Building one’s own super-computer?
I’d like to build my own super-computer. First, money is an object, so I’d like to keep the expenses down. I’ve tried using the ATI 5870 for off-loading computation, but because my app. has a lot of random memory probes, there wasn’t any speed-up. So, I am limited to using multiple CPU’s. Is using a quad Opteron board the best solution? Are there any exotic high count MIMD architectures available? Also, is the 12 CPU Opteron better than an 8-way HT Intel chip?
The cluster on which I have daily access has both quad Opteron and and quad Xeon nodes and in terms of memory access performance, the Xeon nodes perform significantly better. The performance difference probably comes from the way the cache memory is being used, although the Quick Path Interconnect (QPI) probably plays an important role there. I haven’t had the time to look into these things as seriously as I wanted — there’s some really fascinating stuff to be read in the optimization guides AMD and Intel offer.

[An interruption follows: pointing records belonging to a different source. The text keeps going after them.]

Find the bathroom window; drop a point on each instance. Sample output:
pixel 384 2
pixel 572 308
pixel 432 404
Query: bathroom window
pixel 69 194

On the other hand, if your performance requirements don’t go through the ceiling you can stick with the Opterons and you’ll be fine with it. The performance of the Xeon nodes in the cluster I’m working on are about 1.4-1.9 times better than those of the Opteron-based nodes but I’m really happy with the execution time on both of them. In fact, a 12 CPU Opteron might be a better option for a development platform since you can get a better idea about the scalability of your application. If your application scales well you’ll probably get comparable results against an 8-way HT Intel in the same performance class. The benefit you get from HT does depend on your app; read through Intel’s specs and see if anything applies to your case. My programs have to do heavy data crunching so hyperthreading doesn’t help me with anything, but I have seen cases where it provides some performance improvement (albeit fairly modest).
In terms of exotic architectures there’s probably some luck to be had with ARM, although you are probably going to be limited to distributed-memory systems as multi-core ARM systems able to sustain the kind of work required in HPC are in their early days. But I think this is something to look for in a year or two.
Henry Neeman from OU Supercomputing Center for Education and Reseach in Norman goes through this exercise where he looks at transfer speed for his big cluster and he says “So, even at theoretical peak, any code that does less than 73 calculations per byte transferred between RAM and cache has speed limited by RAM bandwidth.”
For that reason, I went with 8-core instead of 12-core.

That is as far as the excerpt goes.